吃完了晚飯,許糯又啃了半塊西瓜,剩下的交給厲顯,自己跑到院子裡去看南瓜去了。

那個半人高的南瓜,大晚上看這有點嚇人,像一個會吃小孩的山洞門一樣,許糯蹲在那裡看了一會,覺得後背毛毛的。

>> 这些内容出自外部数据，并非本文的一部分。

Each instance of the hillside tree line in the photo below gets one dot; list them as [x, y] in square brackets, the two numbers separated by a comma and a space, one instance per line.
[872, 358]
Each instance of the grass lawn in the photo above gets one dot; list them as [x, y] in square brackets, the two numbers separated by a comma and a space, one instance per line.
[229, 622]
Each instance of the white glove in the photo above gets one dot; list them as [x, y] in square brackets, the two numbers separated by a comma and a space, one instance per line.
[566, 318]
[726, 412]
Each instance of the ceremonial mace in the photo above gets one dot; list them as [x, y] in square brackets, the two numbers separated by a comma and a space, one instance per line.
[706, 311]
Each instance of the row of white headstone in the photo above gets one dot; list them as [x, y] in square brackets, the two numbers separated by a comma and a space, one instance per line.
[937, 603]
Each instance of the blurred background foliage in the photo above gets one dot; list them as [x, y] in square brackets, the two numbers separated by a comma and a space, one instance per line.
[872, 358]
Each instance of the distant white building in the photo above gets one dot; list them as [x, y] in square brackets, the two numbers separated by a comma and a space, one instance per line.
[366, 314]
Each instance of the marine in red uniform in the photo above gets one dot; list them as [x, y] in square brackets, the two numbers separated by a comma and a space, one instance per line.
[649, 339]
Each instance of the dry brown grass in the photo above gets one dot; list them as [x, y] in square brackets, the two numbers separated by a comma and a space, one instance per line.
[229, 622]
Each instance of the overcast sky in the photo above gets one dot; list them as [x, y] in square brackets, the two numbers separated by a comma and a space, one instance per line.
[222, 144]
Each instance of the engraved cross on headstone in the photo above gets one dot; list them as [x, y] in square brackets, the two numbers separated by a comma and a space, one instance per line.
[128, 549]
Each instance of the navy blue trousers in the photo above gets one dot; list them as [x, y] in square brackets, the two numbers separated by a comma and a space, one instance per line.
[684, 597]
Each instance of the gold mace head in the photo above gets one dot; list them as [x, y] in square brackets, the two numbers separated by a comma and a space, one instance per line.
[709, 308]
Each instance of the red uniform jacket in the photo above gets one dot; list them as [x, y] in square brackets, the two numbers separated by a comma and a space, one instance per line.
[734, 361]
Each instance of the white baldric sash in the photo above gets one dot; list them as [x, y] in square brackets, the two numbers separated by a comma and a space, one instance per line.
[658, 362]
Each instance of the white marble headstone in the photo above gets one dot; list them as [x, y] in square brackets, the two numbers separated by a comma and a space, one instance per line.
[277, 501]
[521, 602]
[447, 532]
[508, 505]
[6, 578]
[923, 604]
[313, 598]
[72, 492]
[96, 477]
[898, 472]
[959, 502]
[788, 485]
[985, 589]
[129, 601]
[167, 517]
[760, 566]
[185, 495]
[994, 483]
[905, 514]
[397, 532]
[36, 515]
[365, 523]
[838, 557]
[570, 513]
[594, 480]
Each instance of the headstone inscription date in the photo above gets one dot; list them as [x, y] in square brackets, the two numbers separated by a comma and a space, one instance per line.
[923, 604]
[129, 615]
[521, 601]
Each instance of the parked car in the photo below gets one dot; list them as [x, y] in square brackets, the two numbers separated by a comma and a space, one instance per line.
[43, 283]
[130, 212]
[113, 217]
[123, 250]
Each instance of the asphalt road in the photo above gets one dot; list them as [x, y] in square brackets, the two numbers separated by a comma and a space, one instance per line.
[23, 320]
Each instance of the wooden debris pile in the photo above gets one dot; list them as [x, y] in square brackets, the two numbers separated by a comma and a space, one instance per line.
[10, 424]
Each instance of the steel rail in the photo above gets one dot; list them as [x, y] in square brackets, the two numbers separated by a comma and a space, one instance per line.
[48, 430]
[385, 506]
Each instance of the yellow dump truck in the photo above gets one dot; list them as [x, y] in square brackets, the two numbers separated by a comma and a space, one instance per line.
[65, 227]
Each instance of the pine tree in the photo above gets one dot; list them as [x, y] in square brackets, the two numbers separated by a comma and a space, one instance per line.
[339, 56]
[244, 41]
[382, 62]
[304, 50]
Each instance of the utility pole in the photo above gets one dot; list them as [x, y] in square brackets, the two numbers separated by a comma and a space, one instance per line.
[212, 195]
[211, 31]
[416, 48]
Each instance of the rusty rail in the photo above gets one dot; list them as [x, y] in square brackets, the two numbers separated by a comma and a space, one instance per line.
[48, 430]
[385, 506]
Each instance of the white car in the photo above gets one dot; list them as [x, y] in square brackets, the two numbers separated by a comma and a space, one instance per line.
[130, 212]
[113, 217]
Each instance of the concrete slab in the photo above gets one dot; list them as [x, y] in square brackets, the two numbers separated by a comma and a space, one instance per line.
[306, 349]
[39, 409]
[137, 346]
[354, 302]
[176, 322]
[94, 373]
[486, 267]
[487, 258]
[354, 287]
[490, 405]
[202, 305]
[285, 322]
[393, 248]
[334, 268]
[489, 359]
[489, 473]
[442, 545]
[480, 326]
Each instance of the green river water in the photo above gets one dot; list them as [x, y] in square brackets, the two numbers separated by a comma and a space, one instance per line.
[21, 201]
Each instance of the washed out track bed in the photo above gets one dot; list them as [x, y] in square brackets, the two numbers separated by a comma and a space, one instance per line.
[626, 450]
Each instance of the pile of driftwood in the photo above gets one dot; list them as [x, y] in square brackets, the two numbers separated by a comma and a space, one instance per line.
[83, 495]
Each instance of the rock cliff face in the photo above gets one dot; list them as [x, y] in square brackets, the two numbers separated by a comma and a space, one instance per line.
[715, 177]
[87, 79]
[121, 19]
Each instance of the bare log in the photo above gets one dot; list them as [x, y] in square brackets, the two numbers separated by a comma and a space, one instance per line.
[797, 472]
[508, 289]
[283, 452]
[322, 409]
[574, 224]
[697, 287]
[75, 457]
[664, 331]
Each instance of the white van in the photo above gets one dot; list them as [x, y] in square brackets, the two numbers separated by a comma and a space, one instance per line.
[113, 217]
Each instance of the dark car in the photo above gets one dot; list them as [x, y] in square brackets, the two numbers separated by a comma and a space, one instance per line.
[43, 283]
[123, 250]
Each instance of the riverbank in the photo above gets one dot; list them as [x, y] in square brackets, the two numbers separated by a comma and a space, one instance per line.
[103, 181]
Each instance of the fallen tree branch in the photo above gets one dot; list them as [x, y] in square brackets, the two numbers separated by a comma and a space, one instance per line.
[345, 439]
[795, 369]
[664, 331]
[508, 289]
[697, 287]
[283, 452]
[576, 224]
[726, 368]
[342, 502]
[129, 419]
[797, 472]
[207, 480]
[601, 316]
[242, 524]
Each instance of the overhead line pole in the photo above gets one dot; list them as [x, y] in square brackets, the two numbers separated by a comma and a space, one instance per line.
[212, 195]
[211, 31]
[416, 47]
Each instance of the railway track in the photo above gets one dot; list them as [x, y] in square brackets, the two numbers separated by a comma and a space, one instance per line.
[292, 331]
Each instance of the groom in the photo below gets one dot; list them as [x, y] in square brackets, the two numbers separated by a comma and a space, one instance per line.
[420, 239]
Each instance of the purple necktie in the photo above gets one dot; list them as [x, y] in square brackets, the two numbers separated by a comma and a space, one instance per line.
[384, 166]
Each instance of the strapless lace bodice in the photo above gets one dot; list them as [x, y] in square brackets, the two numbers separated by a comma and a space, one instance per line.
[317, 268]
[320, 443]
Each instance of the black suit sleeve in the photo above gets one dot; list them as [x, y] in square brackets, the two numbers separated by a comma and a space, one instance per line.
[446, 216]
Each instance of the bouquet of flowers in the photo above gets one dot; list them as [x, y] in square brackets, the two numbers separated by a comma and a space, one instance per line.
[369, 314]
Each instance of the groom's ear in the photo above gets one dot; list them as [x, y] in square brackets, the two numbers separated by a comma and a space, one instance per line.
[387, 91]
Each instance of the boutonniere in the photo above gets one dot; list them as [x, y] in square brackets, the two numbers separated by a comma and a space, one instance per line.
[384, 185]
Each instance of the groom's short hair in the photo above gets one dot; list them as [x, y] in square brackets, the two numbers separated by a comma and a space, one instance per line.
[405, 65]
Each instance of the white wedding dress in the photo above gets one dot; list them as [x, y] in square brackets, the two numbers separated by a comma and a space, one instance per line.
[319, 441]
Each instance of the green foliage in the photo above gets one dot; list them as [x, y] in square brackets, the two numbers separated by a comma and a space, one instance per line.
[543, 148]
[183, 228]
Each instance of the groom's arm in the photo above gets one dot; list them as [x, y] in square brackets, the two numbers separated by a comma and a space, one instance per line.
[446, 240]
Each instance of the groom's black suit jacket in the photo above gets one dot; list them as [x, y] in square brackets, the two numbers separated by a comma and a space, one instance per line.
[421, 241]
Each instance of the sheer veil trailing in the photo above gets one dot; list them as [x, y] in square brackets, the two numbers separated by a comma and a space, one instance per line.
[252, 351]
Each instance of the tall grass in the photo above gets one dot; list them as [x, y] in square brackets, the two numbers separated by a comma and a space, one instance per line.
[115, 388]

她若無其事的站起身,還拍了拍蹲皺了的衣服,然後飛快衝進了灶房。

厲顯手腳麻利,已經收拾好了灶臺,見她冒冒失失的,走過去將人抱起來,在手上顛了顛,還是輕。

低頭問她:“怎麼了?”

許糯窩在他懷裡,小腦袋靠在他胸口,冒出了一句:“我害怕。”

害怕?

厲顯一愣,目光如冰的在院子裡看了一圈。

院子裡一切如常,他疑惑的看她:“害怕什麼?”

許糯小腦袋一轉,指著那個南瓜,很無辜的說:“他太大了。”

“誰?”

“那個南瓜,太大了,嚇人。”

厲顯:“…”

糯糯,是你太小了。

許糯本就對鬼怪害怕的很,心裡冒了那個苗頭,看什麼都覺得不大對勁。

加上農村天一黑就黑燈瞎火,外頭蟲鳴鳥叫,容易勾起心裡的一些恐懼。

所以一晚上她都賴在厲顯懷裡。

厲顯去削木頭,她得坐在他的懷裡,厲顯再削桌子腿,準備做一把新桌子。

那把桌子腿削到一半,許糯讓他削個尚方寶劍。

厲顯拿桌子腿給她削了個尚方寶劍,雖說模樣粗糙,但仔細看,也能看出是把劍。

尚方寶劍在手,許糯玩了兩下,覺得不滿足,無聊的心理作祟,就開始想這再讓厲顯削個什麼好玩的。

想著想著,她眼睛一亮。

電視裡不是經常有那種橋段嘛,什麼男主拿木頭削了個女主人像出來,然後整天貼身藏著,睹物思人。

“厲顯,我要削你。”

厲顯手一抖,差點把自己削到了。

“給我給我,我來削,我要削一個你出來。”

厲顯看了看許糯那柔弱無骨的小嫩手,又看著自己手裡的大柴刀。

她滿心期待。

他面無表情。

“砰。”

大柴刀被無情的丟到南瓜堆裡。

那個想著削人的嬌氣包被抱回房裡去了。